This is not a conventional story about growing from being a dancer. This is not about pretty tutus and seashell pink point shoes. This isn’t about the day before the recital and my worn, black jazz shoes. This is about first heartbreak, which contrary to popular belief doesn’t come from the first boy you loved with all your heart. The first heartbreak is the hardest and it usually comes from the places you’d least expect it, a best friend, a family member, or in my case a tiny dance studio located on the corner of a main street.
The small purple studio I grew up in was more than a home away from home to me. It was a safe place, a place where I felt I could totally be myself. I spent sixteen years finding solace in that dance studio, it was somewhere that I grew not only in my dancing, but as a person as well. Though it wasn’t the most glamorous studio with flawless technique and a great competition team, it was my studio and I loved it and the people there with all my heart. The circumstances and details of why I had to leave my studio do not define the fact that my time as a dancer was cut short and not on my own volition. When I had no other choice but to leave my dance studio it was a devastating loss that I don’t think will ever leave me.
Nothing can prepare you for your first heartbreak, the first time when you feel everything inside of you shatter to pieces. When I had to leave my studio I lost my friends, the ones that had felt like a second family to me, and I lost my safe haven, a place where I stumbled around as a toddler and where I exhibited grace as a teenager. Though it may seem trivial, I can’t tell you how many times over the following weeks I cried over having to leave my studio. I remember sobbing to my boyfriend at the time because I was so broken and I remember how angry all of my pain and sadness made him. My broken state effected not only me, but those around me as they watched me fall apart.

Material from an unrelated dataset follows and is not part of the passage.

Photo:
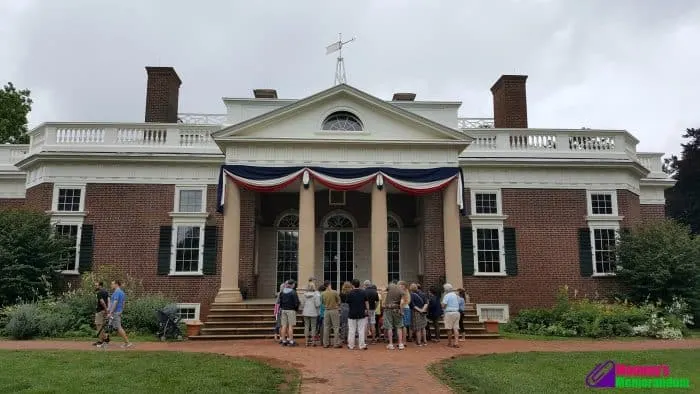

The hurt still lingers every once and a while, but it didn’t take me very long after the fallout to pick up the pieces of my heart. In the end, I think being a dancer is what ultimately helped me overcome the loss of my dance studio and studio family. As I grew as a dancer I learned to never give up. If I didn’t push myself so hard over those years, I never would’ve became the dancer I was and the person I am today. That determination and drive from being a dancer carried over into my everyday life. Just like I knew I couldn’t give up on perfecting my pirouettes, I knew that I couldn’t give up on regaining the part of me I lost and allowing myself to be happy again. I am thankful for all those years of dancing that taught me I am the best me I can be, that I should always work hard towards my goals, and that I should never let anything get in the way of my success. I grew from my loss and though I had to move on, dance itself will always be a big part of my life, even though that little purple studio isn’t anymore. One of my favorite quotes is, “I found myself when I lost you,” and I think this quote applies to so much more than just that boy who broke your heart in high school. I believe it applies to the things that really built you as a person and sometimes those things are the losses that hurt the most.